Page 20 - Perjuangan Pondok Pesantren Lirboyo Dalam Peristiwa 10 November 1945
P. 20
Menurut Asep Bahtiar dkk (2018: 33) mengemukakan bahwa Kehadiran Kiai Manab rupanya tidak
disukai oleh penduduk sekitar. Waktu itu masih berjumlah 41 kepala keluarga. Mereka yang menjadi perusuh,
maling, atau perampok mrasa terusik dengan kehadiran beliau. Tak ayal, segala bentuk teror, baik pada siang
maupun malam, semua itu beliau hadapi satu persatu dengan terus bertabligh, amar ma’ruf nahi munkar. Bahkan,
bukan hanya itu. Kiai Manab pun melakukan usaha batin, riyadlah (tirakat), berpuasa, memohon pertolongan
Allah. Sebab, bukan hanya mereka sajayang mengganggu beliau, tapi juga para makhluk halus seperti jin jahat.
Bahkan, sampai sekarang, keangkeran itu masih terasa.

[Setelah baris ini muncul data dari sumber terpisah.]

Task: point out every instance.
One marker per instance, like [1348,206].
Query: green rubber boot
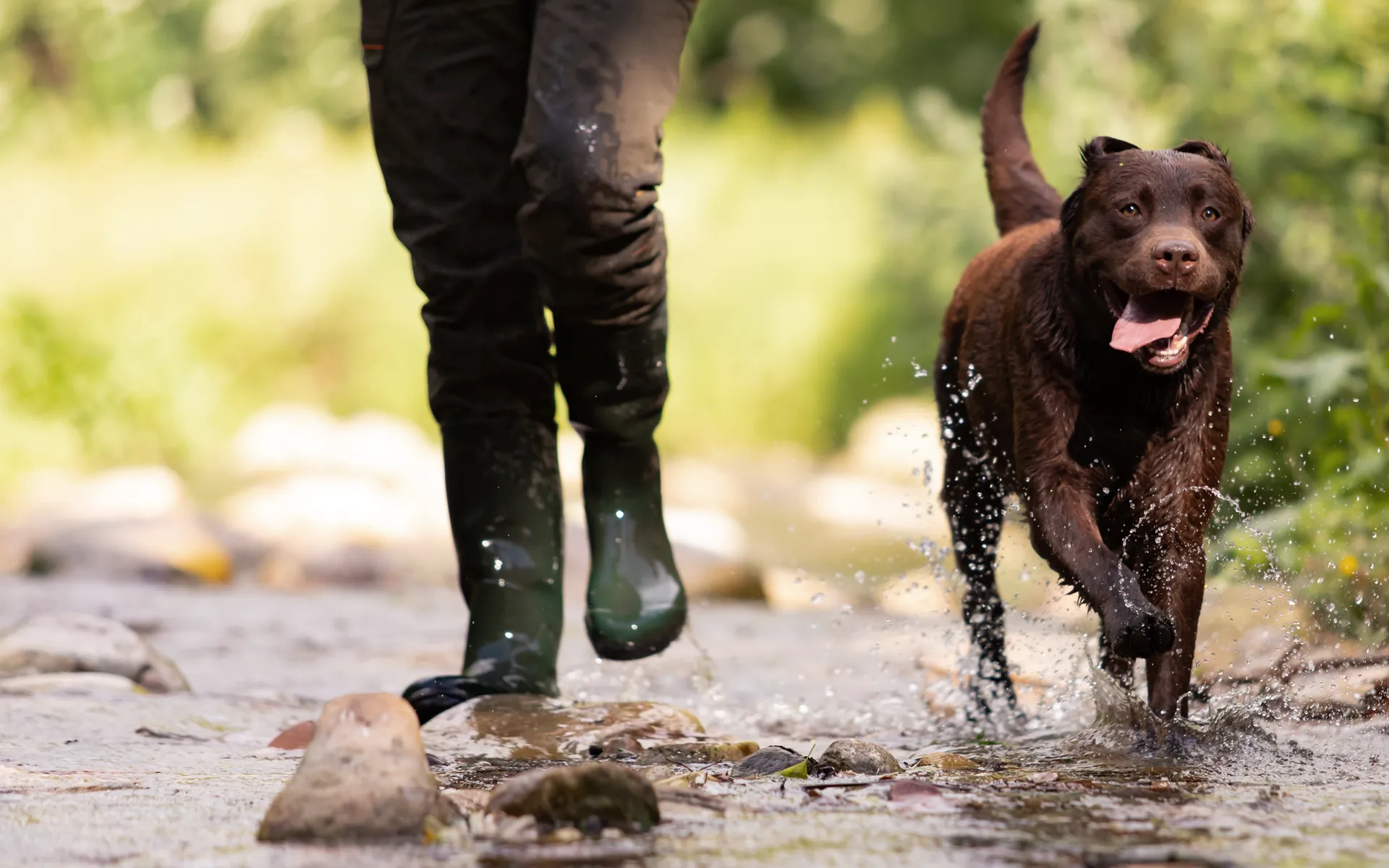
[616,383]
[506,511]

Pada waktu itu banyak penduduk Lirboyo yang belum Islam. Hal ini diperkuat dengan belum adanya
sarana masjid untuk menampung shalat Jum’at. Dengan demikian, Kiai Manab yang petama menyebarkan Islam
di desa Lirboyo. Upaya Kiai Manab menyadarkan masyarakat Lirboyo lambat laun menampakkan hasil. Banyak
penduduk yang mulai insaf setelah mendapat wejangan dari beliau. Bahkan, selang tidak begitu lama, Kiai Manab
telah mampu membangun sarana peribadatan sederhana, yaitu sebuah Langgar Angkring. Tiga tahun kemudian,
bangunan itu disempurnakan menjadi masjid. Tepatnya pada tahun 1913 M.

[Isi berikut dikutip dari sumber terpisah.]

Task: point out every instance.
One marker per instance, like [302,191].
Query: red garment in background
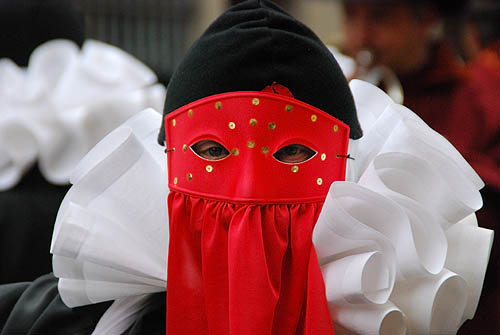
[463,104]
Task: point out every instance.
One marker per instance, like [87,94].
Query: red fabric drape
[243,269]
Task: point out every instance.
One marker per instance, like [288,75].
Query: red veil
[241,259]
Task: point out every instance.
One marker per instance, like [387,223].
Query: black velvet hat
[25,24]
[252,45]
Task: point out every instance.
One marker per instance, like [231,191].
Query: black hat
[25,24]
[252,45]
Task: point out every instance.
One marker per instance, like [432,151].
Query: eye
[210,150]
[294,153]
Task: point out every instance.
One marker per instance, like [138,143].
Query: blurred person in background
[481,46]
[408,40]
[28,210]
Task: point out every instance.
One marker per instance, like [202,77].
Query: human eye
[294,153]
[210,150]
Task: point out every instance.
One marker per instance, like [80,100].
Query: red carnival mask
[241,259]
[253,126]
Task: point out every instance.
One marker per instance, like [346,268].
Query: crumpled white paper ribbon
[404,168]
[64,102]
[110,240]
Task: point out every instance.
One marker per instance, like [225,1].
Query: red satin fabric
[243,269]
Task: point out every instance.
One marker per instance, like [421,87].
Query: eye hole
[210,150]
[294,153]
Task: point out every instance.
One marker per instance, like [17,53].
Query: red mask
[241,260]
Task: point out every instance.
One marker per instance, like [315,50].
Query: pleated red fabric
[243,269]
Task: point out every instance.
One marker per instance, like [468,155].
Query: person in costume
[24,25]
[253,160]
[259,122]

Dengan terwujudnya masjid ini, keberhasilan dakwah Kiai Manab semakin nyata. Fungsi masjid pun kian
berkembang. Bukan sekedar tempat ibadah, tapi juga sebagai sarana pendidikan, tempat memberi mau’idhah, dan
pengajian. Waktu itu, mulai banyak masyarakat yang berguru kepada Kiai Manab. Bahkan, sudah ada juga santri
yang datang ke Lirboyo menuntut ilmu, yakni seorang santri dari Madiun bernama Umar. Inilah santri pertama
yang menjadi cikal bakal keluarga besar Pondok Pesantren Lirboyo yang dirintis dari bawah oleh Kiai Manab.
Dengan hal ini diharapkan Lirboyo yang semula angker dan rawan kejahatan menjadi sebuah desa yang aman
dan tentram.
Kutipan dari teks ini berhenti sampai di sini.